Advanced Usage: Handling Production Traffic
Scale changes everything. Tracing generates a mountain of data. If your system handles 1,000 requests per second and each request creates 10 spans, you’re looking at 10,000 spans every second. That will crash a basic setup in minutes.
Smart Sampling
You don’t need to record every single request. In production, we use Probabilistic Sampling. Recording just 1% of your traffic is usually enough to spot performance trends without melting your storage budget.
# Setting 1% sampling via environment variables
OTEL_TRACES_SAMPLER=parentbased_always_off
OTEL_TRACES_SAMPLER_ARG=0.01
Moving to Persistent Storage
For a serious deployment, you must split the Jaeger Collector and Query services. The Collector grabs data from your apps and writes it to Elasticsearch. The Query service then pulls that data back for the UI. This separation allows you to scale the components independently as your traffic grows.
# Production-ready storage config
jaeger-collector:
image: jaegertracing/jaeger-collector
environment:
- SPAN_STORAGE_TYPE=elasticsearch
- ES_SERVER_URLS=http://elasticsearch:9200
jaeger-query:
image: jaegertracing/jaeger-query
environment:
- SPAN_STORAGE_TYPE=elasticsearch
- ES_SERVER_URLS=http://elasticsearch:9200
Practical Lessons from the Trenches
I’ve managed hundreds of microservices. Here is what I wish I knew before I started with distributed tracing.
1. Custom Tags Save Lives
Standard traces are fine, but business tags are better. Always attach IDs like customer_id or order_id to your spans. When a high-value client complains about a slow checkout at 2 AM, you can find their specific trace in seconds.

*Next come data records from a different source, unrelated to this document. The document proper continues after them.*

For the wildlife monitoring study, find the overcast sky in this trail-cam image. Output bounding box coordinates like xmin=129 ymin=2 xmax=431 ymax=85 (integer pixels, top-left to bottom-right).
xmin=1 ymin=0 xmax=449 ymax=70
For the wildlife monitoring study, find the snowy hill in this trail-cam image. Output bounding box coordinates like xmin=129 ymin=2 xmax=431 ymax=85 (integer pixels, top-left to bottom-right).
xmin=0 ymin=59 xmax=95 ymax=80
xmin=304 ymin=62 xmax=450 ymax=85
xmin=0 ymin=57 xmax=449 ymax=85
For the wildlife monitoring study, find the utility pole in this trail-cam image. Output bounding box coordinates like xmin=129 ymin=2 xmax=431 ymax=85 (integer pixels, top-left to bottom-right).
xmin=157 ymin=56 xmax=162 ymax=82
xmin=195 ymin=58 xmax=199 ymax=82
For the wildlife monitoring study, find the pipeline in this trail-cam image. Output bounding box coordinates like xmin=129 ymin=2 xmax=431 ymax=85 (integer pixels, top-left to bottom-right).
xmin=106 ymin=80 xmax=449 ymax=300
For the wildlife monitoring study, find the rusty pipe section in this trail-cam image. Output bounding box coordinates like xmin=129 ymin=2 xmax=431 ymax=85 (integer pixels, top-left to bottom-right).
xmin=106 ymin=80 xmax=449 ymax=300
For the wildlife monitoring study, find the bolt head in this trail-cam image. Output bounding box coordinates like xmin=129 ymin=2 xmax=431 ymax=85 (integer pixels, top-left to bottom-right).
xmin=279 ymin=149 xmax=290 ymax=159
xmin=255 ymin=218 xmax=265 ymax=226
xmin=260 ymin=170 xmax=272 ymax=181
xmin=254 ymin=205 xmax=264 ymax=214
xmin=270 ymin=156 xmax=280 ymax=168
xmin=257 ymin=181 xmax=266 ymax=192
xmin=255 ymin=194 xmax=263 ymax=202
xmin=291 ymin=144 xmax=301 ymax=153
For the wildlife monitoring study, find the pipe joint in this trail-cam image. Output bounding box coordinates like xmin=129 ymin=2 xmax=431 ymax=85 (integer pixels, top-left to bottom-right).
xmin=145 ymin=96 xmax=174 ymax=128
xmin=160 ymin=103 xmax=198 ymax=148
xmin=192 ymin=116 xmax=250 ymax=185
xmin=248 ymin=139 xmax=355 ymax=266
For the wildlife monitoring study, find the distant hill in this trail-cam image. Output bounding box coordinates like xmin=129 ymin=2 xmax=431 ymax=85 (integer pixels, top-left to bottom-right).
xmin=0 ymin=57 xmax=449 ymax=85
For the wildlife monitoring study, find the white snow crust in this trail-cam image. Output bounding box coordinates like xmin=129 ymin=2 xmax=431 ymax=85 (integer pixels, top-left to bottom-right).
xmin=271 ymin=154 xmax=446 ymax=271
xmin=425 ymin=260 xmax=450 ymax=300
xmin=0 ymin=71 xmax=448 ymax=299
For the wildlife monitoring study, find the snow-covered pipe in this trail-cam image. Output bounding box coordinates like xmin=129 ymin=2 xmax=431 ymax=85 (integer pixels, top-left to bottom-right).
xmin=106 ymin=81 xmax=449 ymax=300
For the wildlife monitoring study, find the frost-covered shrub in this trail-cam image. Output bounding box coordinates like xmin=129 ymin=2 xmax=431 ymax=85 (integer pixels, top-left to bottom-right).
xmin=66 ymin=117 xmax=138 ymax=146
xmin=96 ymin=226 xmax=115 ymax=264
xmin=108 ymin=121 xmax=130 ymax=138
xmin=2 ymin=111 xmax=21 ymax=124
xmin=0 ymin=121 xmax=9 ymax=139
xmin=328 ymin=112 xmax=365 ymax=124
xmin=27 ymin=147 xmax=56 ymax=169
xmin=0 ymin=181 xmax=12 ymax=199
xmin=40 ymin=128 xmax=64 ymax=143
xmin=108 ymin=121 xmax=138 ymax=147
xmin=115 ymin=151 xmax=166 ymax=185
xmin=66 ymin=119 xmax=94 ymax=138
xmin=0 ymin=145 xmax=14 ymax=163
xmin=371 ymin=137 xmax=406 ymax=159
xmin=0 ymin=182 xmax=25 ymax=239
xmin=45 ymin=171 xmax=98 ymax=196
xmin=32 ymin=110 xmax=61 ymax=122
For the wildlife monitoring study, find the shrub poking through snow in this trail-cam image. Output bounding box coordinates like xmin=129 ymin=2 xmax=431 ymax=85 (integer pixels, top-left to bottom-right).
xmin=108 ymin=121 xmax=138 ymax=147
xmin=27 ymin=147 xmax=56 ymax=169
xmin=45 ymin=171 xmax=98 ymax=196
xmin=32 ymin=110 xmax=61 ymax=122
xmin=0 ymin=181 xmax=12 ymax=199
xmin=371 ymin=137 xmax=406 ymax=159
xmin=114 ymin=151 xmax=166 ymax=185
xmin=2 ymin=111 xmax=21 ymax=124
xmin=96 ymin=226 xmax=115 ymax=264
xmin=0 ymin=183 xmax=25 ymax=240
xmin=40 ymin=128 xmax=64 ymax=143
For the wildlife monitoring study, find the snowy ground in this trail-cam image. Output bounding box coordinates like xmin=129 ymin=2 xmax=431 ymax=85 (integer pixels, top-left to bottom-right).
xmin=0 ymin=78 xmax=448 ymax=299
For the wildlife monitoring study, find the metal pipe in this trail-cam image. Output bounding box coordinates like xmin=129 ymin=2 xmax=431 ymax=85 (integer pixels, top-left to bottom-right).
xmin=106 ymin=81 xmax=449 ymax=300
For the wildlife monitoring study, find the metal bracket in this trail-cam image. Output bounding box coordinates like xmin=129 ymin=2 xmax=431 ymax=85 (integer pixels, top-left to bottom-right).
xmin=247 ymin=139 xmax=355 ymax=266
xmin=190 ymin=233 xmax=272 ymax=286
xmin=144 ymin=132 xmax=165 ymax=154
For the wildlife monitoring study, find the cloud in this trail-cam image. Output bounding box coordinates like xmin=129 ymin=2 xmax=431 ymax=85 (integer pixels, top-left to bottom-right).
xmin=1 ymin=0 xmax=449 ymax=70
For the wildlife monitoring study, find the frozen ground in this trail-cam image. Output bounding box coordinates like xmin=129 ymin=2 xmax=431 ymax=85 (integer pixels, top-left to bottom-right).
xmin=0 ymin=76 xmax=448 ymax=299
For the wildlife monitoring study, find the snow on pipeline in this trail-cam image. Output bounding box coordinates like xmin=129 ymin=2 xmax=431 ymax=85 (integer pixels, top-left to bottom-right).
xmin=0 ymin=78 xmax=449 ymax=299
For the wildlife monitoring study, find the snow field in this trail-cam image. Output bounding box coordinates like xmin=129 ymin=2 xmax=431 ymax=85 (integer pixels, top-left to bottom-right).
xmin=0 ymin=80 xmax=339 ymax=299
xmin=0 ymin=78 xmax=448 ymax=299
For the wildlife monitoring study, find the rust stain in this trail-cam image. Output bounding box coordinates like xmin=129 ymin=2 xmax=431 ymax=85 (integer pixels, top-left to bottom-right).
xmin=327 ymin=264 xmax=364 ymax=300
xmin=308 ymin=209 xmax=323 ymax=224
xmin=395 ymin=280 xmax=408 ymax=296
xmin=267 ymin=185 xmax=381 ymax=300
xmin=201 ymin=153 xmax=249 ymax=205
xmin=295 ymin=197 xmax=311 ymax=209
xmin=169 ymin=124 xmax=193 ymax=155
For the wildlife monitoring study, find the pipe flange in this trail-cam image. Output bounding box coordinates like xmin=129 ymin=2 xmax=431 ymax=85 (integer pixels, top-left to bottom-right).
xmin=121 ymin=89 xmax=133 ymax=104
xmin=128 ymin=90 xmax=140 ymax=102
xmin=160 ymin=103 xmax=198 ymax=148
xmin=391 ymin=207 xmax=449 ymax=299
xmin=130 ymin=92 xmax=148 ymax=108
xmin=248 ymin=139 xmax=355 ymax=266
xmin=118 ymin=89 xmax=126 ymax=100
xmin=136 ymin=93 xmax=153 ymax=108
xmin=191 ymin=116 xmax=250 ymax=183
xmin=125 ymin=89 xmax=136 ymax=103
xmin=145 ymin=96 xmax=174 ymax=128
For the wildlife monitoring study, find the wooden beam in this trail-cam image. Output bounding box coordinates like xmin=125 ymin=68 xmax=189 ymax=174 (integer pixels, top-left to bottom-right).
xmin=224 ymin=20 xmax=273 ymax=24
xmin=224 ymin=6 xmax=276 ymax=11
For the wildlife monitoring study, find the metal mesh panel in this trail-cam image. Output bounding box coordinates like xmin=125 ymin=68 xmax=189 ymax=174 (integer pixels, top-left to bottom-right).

const span = tracer.startSpan('process-payment');
span.setAttribute('order.id', '12345');
span.setAttribute('payment.provider', 'stripe');
span.end();
2. Watch the Performance Tax
Tracing isn’t free, but it’s cheap if you’re smart. Using gRPC (port 4317) is significantly more efficient than HTTP. In our benchmarks, OTel instrumentation usually adds less than 2% CPU overhead. Just ensure your exporters are non-blocking so they don’t stall your app if Jaeger is down.
3. Trust the Dependency Graph
The ‘Dependencies’ tab in the Jaeger UI is a hidden gem. It builds a live map of your architecture based on actual traffic. This is usually far more accurate than any README or architectural diagram your team hasn’t updated in six months.
4. Hunting “Ghost” Spans
If Service A calls Service B but B never shows up in the trace, check your middleware. A proxy or load balancer is likely stripping the headers. Always verify that your trace context survives every hop, especially when crossing from a public gateway to a private network.
Distributed tracing is no longer a luxury. It is the backbone of modern observability. Start with Docker to get a feel for it, then weave it deeply into your workflow to kill those “impossible” bugs for good.